Socially distanced games for pairs or small groups
If you are venturing out to the park or to a friend’s garden for play dates, these games are perfect for small groups or pairs.
- Try to make me laugh! One child has to try not to laugh while the others say/do things to try and make them laugh. Simples!
- Copycat: Children love this. One child leads and the others have to copy what that child is doing.
- Hopscotch: Because this is a one-at-a-time game, it’s easy to stay apart. Use chalk to draw your own.
- Yes/No game: One child has to answer questions without ever saying Yes or No. Not as easy as it sounds!
- Rock/paper/scissors: If you have more than two children in the group, you can play this as an elimination game.
Outdoor play & bigger groups
Some of these involve a lot of running around so really need a big green space. Others are played sitting still so you could play them in a garden.
- Who said that? Sit your group in a socially distanced circle, with one participant in the middle. The person in the middle closes their eyes. Then someone in the circle says their name and they have to guess who said it. Great for funny voices!

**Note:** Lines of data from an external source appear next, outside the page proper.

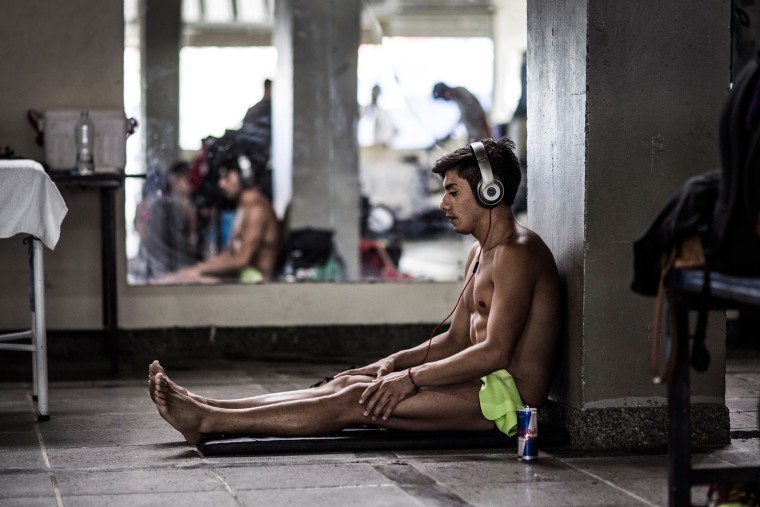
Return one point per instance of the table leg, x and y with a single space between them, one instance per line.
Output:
110 304
39 332
679 447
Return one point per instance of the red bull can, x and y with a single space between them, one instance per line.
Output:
527 434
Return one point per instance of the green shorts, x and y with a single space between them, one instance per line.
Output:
499 401
251 275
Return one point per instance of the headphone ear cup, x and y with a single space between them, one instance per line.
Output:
491 194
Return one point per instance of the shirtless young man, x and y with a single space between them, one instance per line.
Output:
497 354
254 248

- Wink Murder: While you are all in a circle, try this. One participant is secretly designated as the murderer and has to wink at others in order to eliminate them from the game. But without being seen. If you think you know who the murderer is, you can accuse them. But if you’re wrong, you’re out!
- Water pistols: Hot summer day? A water pistol fight naturally keeps people apart and it’s also really good fun.
- Running races: Don’t go for the simple version. Do races running sideways or backwards or hopping or using two hands and one foot… get creative!
- Hide & Seek: An old classic that quickly spreads out a group of kids.
Best with an adult
There are lots of traditional party games that can easily be played even 2 metres apart. These ones work best when led by an adult.
- Simon Says: I love trying to catch out the kids with this one. Lulling them into a concentration lapse with “Simon says stand on one leg…. Simon says hop. Simon says put your hand on your head.” And then catching them out with a sneaky “Now hop again!”
- Musical statues: The luxury of smartphones means you don’t even have to prepare this in advance. Put on a jiggy tune to get them dancing and then stop the music and see who can’t stay still!
- What’s the time, Mr Wolf? This needs an adult to be the wolf to make sure it stays socially distanced – you mustn’t catch them, remember! Best outdoors or in a big garden.
Socially distanced games for two families
There is no reason why adults can’t get in on the play action too. If you have another family over for a BBQ, for example, these games can be played in household teams.
- Charades: It takes a little creativity to avoid passing paper between each other, but smartphones are quite helpful for this. Pick a theme (TV programmes, Bond films, Christmas dinner etc) and mime away.
- Word games: You could play Animal Alphabet (working through the alphabet naming animals that start with that letter) or a memory game like “I’m going to the shops to buy…” (where each person adds an extra item to the list and has to remember all the items already added).
- Parallel board games: Both families will need to have their own set of the same game. You can replicate the play on each board or play something like ‘Articulate’ or ‘Pictionary’ as a whole group but with each team using their own equipment. I am told that Twister works really well this way!